M. [U] [X] est propriétaire de 2 lots d'habitation (avec une cave chacun), l'un, depuis 1999 représentant 490/1000 èmes de copropriété, qu'il occupe personnellement et l'autre, acquis en 2002, représentant 163/1000 èmes de copropriété, qu'il loue à des particuliers.
M. [B] [N] a été propriétaire, du 18 mai 2017 au 20 octobre 2021, du local commercial, représentant 224/1000 èmes.
Des conflits sont nés entre les copropriétaires.

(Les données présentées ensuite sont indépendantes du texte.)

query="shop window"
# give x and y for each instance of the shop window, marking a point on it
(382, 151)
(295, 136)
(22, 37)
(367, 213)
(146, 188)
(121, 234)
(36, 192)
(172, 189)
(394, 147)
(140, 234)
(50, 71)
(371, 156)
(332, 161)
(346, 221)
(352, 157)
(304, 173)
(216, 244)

Par jugement rendu le 11 mars 2021, le tribunal judiciaire de Versailles, saisi par M. [N] de contestations relatives à la validité des assemblées générales des copropriétaires du 18 mai 2017 a :
- déclaré recevable la demande d'annulation des procès-verbaux des assemblées générales du 18 mai 2017 et du 13 avril 2018, pour défaut de notification régulière à M. [N] desdits procès-verbaux,
- annulé l'assemblée générale des copropriétaires du 18 mai 2017 en toutes ses dispositions, laquelle a été convoquée par un syndic dépourvu de mandat pour n'avoir pas été renouvelé le 15 décembre 2002 et celle du 13 avril 2018 puisque M. [X] n'avait plus qualité de syndic pour convoquer,
- désigné un administrateur provisoire jusqu'à désignation du nouveau syndic, aux frais du syndicat des copropriétaires,
- débouté M. [N] de sa demande d'exclusion du lot n° 5 de la participation aux charges afférentes au jardin, celui-ci ayant accès au jardin par le couloir d'entrée,
- débouté M. [N] de sa demande de condamnation à remettre les clés de la porte d'entrée de l'immeuble, celui-ci disposant d'une entrée indépendante avec accès direct depuis la rue et accès au couloir d'entrée depuis le local commercial pour accéder à la cave et au jardin,
- débouté M. [N] de sa demande de libération sous astreinte des parties communes, les objets entreposés n'appartenant pas à M. [X],
- condamné M. [X] à payer à M. [N] la somme de 500 euros à titre de dommages et intérêts, pour avoir adressé une mise en demeure péremptoire à M. [N],
- débouté M. [X] de sa demande de condamnation de M. [N] à payer l'arriéré de charges de copropriété dû au 10 mars 2020 à hauteur de 6 002, 47 euros, le syndic n'ayant pas de mandat pour demander le paiement de l'arriéré des charges, de surcroît pour des exercices pour lesquels les assemblées d'approbation des comptes ont été annulées,
- débouté le syndicat et M. [X] de leurs demandes de dommages et intérêts, le refus de M. [N] de payer les charges, non justifiées du fait du défaut de mandat du syndic, n'étant pas fautif de ce fait,
- condamné M. [X] à payer 1 500 euros au titre de l'article 700 du code de procédure civile, du fait du manquement de ce dernier ayant causé l'annulation des assemblées générales,
- condamné M. [X] aux dépens.
Le syndicat des copropriétaires n'ayant pas versé la provision à valoir sur les frais et honoraires de l'administrateur, la désignation de ce dernier est devenue caduque.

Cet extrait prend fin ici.